Jefferson Weaver • The Last Sunday of the Year

Managing Editor - Jefferson Weaver

I had a particularly difficult time sleeping, what with one thing and another, and finally I just gave up.

Well before the rooster crowed I was making coffee, and since it was Sunday I decided to take advantage of hearing a broadcast message from a preacher I’ve known and admired for years prior to either of us having so much gray hair. Early morning clouds had long since covered the crisp blue-black of the night before, and the sun was arguing with the overcast about shining on a Sunday morning, the last Sunday of the year.
It’s been a ridiculously busy December, even without all the usual hectic holiday happiness. I’ve spent some time reflecting in the past few days, at least on the rare occasion I had a few minutes.
The year was a big one in many ways, a sad one in others, and quite a few more that are still to be determined.
I thought of the time I spent on the phone with a beloved friend on Christmas Day, his birthday; he’s 90, with a mind still sharp but a body that betrayed him years ago. He gave me a to-do list of folks to visit, many of whom he introduced me to along the way. He’s one of the finest reporters I’ve ever known, and a better man. He is as much a father figure and mentor as a friend, and as I stare hard at one of those landmark birthdays, I realize that in some ways I’ve had to step into his role. It’s kind of scary.
On Jan. 6, a beautiful young woman and mother who was like a baby sister to me died in a senseless car crash.
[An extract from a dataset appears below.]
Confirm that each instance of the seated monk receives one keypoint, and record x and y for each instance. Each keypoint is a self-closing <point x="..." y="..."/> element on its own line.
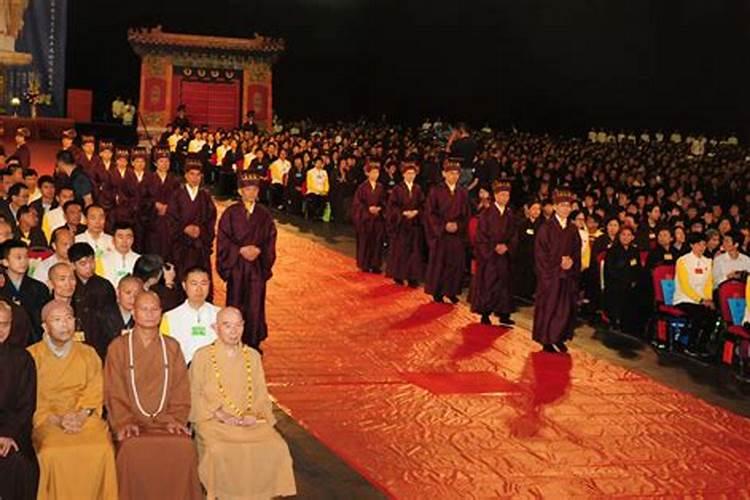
<point x="72" y="442"/>
<point x="147" y="393"/>
<point x="17" y="402"/>
<point x="242" y="456"/>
She was my top advertising sales representative, true, but she was much more. She had turned her life around and was growing. All of 35 years old, with two beautiful little girls, and in an instant she was taken from us and her family. I still don’t know what to say to her mom and dad, much less her babies, so we just pray for them by name.
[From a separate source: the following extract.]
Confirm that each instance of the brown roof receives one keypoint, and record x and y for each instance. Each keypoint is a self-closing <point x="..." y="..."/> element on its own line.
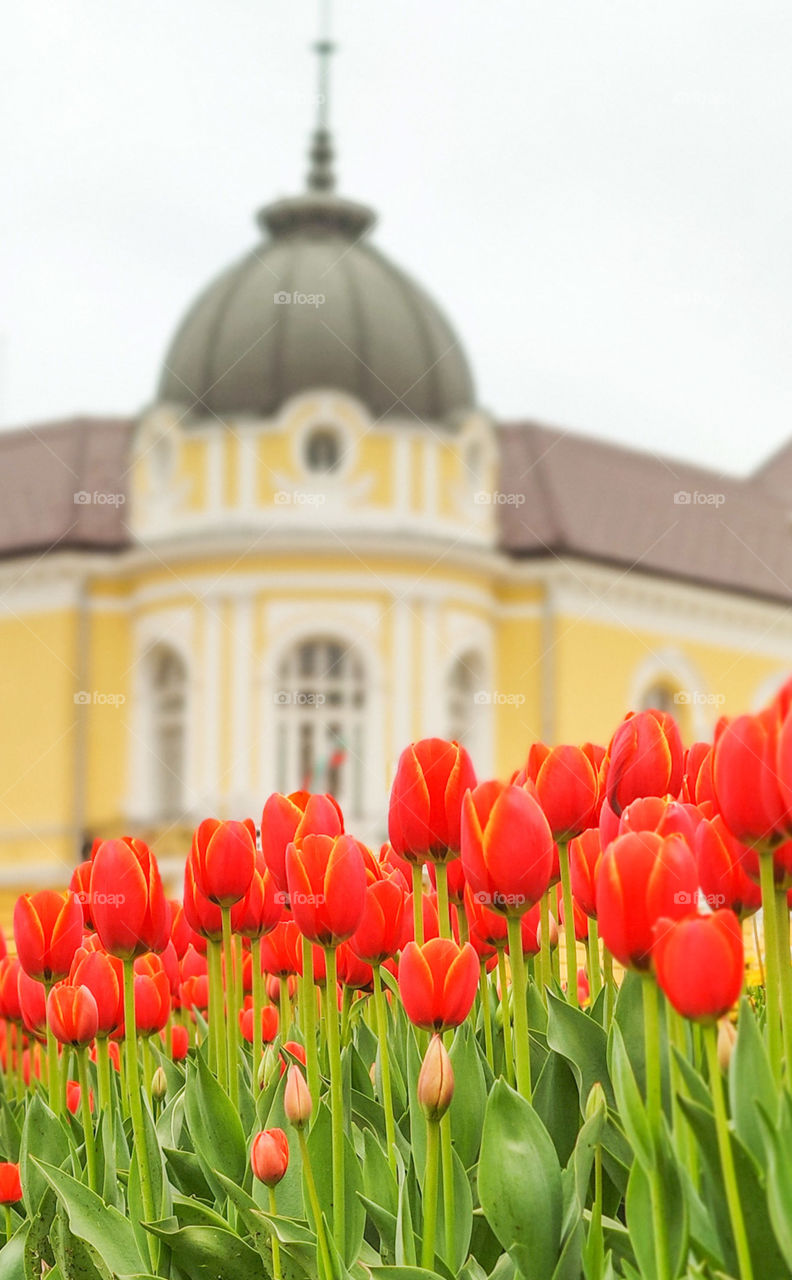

Months later, I said goodbye to a lady I had come to love as though she were my kin, as I tried to comfort her daughter, whom I also consider a sister. The Old Man told me when I turned thirty that the day would come I’d be saying goodbye to a lot of folks. Somehow I never really believed him, but as always, my father was right.
In the year past, we celebrated the birth of my beloved chosen grandbaby Jasmine, now with a mouth full of teeth and saying “Love Gramps”. I can rest easier knowing Jasmine’s mom is fiercely loved and protected by a good man who is a great father to Jasmine and her big sister, my Dandelion Queen. I’ve been blessed to watch their mom, a young woman I consider my own, as she starts over, and starts over well.
Across the Atlantic, my boy Simon, now 15, had to have surgery over the weekend, after months of agonizing pain and infection. When he woke up from his surgery he immediately asked the director of the orphanage about the other kids. He’s fed the younger ones for years, and now that the infection has been taken from his arm, his goal is to be back looking after the little ones. There are so many kids like him in Uganda and elsewhere. All you have to do to realize your problems aren’t quite so big is to look into the eyes of a starving child with no family.
We buried our last horse this year, a flashy, smart, sweet, high-strung paint named Taliana, ending a decade of the joy, frustration, laughter and tears that come with horses, especially rescue horses. I can’t ride or rescue any more, but there’s nothing lonelier than a disused saddle and an unused paddock.
We closed the old office of my digital newspaper outlet over the weekend. Monday we began setting up the new one, and the sign will say “Jefferson Weaver, Editor and Publisher.”
Our new place reportedly doesn’t flood, whereas the old one flooded three times in five years — four, if you count when the water lapped at but didn’t enter the front door. Still, it was hard to leave the keys behind and say farewell to what had become a second home.
The best of my team are already on board with me, and I don’t even know how to pay them yet. They came for me. It’s humbling.
I have a friend who lives in a war zone, a fellow I haven’t seen in almost 40 years, who still thinks enough to send me an occasional poetic note on a Sunday morning. We never agreed on much when he was a professor and I was a student, but we both want peace in his home of Israel, and see the slightest bit of hope for that outcome.
Things have been happening in our nation that I never thought possible: Americans standing up on their hind legs again and saying no to the nanny state, and snarling back at those who call them racist and any other nasty name du jour. We saw a good, faithful man who exemplified Christianity assassinated because he had the guts and the love to call sin what it is, without breathing hellfire and brimstone, but in a way that even his enemies had to admire. Illegal immigration has slowed to a crawl. And the enemies of our nation who smuggle drugs in to kill Americans suddenly find themselves facing the might of the U.S. military.
The morning sky changed from cloudy gray to a diffused blue, a cool winter sun forcing its way through. I noted that we needed some rain, but the sun heals, too.
I sipped the first cup and turned on the church service, the volume low so as not to disturb my bride.  One of the tickahoulas demanded a head scratch, which I willingly gave as I pondered what lay ahead.
So much going on in my family, my community, my state and nation. The only thing I figured to do was wait and see if 2026 wants to be reasonable, or if it needs to be throat punched.
What better time to consider such, than at the start of the last Sunday of a year?